La cour d’appel de Reims est, quant à elle, allée encore plus loin que la cour d’appel de Paris dans son arrêt en date du 25 septembre 2019. Elle reconnait de prime abord qu’il existe deux contrôles de conventionnalité du barème « Macron »: un contrôle in abstrato (un contrôle de la conventionnalité de la règle de droit) et un contrôle in concreto (un contrôle de l’application de la règle de droit dans les circonstances de l’espèce).

Concernant le contrôle in abstracto, la cour d’appel de Reims constate qu’« exercé de façon objective et abstraite sur l’ensemble du dispositif, pris dans sa globalité et non tranche par tranche, conduit à conclure, peu important la situation de la requérante, à la conventionnalité » du barème.
En effet, la cour d’appel a notamment rappelé qu’une indemnité dite adéquate au sens des textes conventionnels n’impliquait pas en soi une réparation intégrale du préjudice de perte d’emploi injustifiée et peut s’accorder avec l’instauration d’un plafond.

S’agissant du contrôle in concreto, la cour d’appel souligne le fait que l’ingérence dans un droit conventionnel relatif ne signifie pas, en elle-même, son inconventionnalité. Autrement dit, le barème dit « Macron » peut tout à fait être, en soi, conforme aux normes internationales. En revanche, vis-à-vis de la situation d’un justiciable en particulier, ce barème pourrait constituer une ingérence disproportionnée à son droit de bénéficier d’une indemnisation dite adéquate en cas de licenciement injustifié et de ce fait, être écarté par le juge judiciaire conservant une marge d’appréciation.

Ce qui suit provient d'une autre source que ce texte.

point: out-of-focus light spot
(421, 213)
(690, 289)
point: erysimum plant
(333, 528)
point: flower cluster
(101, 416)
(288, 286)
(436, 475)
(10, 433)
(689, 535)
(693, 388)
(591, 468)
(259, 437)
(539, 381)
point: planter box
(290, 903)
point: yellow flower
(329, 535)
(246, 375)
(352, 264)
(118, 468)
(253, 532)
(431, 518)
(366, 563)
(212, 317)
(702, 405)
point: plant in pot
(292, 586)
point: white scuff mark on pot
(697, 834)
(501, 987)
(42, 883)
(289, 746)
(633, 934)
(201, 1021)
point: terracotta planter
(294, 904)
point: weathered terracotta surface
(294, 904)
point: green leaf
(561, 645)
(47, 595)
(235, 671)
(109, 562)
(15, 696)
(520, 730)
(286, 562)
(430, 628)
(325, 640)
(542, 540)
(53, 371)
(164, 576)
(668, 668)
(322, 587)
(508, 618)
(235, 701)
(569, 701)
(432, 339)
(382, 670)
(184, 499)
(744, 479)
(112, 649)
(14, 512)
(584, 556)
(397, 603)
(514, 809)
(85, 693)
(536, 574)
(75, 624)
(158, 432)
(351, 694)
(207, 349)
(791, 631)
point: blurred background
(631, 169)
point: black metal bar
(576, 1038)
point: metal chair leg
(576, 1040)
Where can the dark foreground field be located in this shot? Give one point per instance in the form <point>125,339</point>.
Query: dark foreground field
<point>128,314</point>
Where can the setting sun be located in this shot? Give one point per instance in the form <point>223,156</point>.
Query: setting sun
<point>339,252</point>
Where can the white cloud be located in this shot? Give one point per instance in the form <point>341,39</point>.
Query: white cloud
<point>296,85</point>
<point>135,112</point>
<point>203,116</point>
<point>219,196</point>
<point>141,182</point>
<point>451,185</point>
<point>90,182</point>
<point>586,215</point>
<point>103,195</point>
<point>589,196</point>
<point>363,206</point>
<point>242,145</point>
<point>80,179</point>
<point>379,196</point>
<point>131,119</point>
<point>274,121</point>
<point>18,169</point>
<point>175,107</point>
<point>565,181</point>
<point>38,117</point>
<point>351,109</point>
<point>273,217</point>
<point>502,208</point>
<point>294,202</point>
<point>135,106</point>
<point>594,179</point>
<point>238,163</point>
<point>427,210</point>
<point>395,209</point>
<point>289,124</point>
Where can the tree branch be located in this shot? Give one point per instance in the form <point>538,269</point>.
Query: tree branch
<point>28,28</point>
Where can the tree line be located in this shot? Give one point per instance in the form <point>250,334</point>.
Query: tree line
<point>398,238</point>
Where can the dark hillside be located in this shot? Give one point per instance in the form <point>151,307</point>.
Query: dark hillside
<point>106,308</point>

C’est la raison pour laquelle la cour d’appel conclut que « le contrôle de conventionnalité ne dispense pas, en présence d’un dispositif jugé conventionnel, d’apprécier s’il ne porte pas une atteinte disproportionnée aux droits du salarié concerné c’est-à-dire en lui imposant des charges démesurées par rapport au résultat recherché ».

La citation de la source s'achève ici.